ちなみに、今回フォルマシオン・ミュジカルではなくエヴェイユ・ミュジカルの方を対象としたのは、ウィレムスの実践が主な対象としている年齢(4〜7歳)とより一致するのがエヴェイユの方であると考えたためです。

とはいえフォルマシオン・ミュジカルのテキストの中にもウィレムスの言説が引用されているものが見つかっているため、引き続き文献などは広く調査していきたいと思っています。

 

今改めて思うのは、ここ十年ほどの間にこのような研究がとても手軽になったなぁ...ということ。

誰もが手軽にアクセスできるYouTubeのような動画共有サイトに豊富なコンテンツがあり、信頼のおける機関や組織による情報も容易に見つけることができます。

少なくとも私が博士課程に在籍していた2013~15年頃にはまだそれほど動画での情報発信はなされておらず、ウィレムスの実践も遠路はるばる現地に赴いてようやく触れられたような状況でした。
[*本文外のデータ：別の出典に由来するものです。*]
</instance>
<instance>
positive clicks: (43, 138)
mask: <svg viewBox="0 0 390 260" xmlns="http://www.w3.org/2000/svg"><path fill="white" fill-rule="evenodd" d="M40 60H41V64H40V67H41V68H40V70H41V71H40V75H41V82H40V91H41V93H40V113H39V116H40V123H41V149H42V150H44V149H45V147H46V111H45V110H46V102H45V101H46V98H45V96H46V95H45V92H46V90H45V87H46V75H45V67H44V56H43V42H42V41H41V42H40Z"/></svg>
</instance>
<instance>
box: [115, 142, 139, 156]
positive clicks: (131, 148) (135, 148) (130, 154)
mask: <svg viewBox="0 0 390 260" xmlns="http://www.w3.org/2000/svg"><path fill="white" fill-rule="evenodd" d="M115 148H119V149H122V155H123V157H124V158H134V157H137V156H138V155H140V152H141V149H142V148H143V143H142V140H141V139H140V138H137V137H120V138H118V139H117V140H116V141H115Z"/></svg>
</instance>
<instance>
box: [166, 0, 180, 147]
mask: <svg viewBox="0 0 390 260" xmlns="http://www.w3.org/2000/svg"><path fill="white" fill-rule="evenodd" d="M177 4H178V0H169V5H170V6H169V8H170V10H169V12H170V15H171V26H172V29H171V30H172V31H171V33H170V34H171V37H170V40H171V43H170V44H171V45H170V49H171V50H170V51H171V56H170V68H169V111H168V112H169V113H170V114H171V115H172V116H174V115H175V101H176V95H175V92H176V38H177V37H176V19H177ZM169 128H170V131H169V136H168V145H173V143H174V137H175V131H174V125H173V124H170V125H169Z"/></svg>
(だからこそ得られた情報も刺激も相当に大きかったことは間違いありませんが、それはそれとして...)

さらに、必要な手続きを踏んで研究用として撮影した動画は基本的に一般公開するものではなく、読者の方に見て確認していただくことができません。

現地に行くからこそ見える、理解できるものも多いことは前提としても、今ここにいてできることの幅が格段に広がっていることは疑いようがなく、なんて便利な時代になったことだろう...と思います。

 

今回の論文で言及できた範囲は、とても限定的なものです。

ただ、今後もその広がりの可能性を探っていくことは、日本の音楽教育のさまざまな場面での実践の可能性や方法を検討していく上でも意義のあることではないかと考えています。

今年度からはこの延長線上にあるテーマを科研費課題として新たに採択していただくことができたので、ますます活発に活動していきたいです!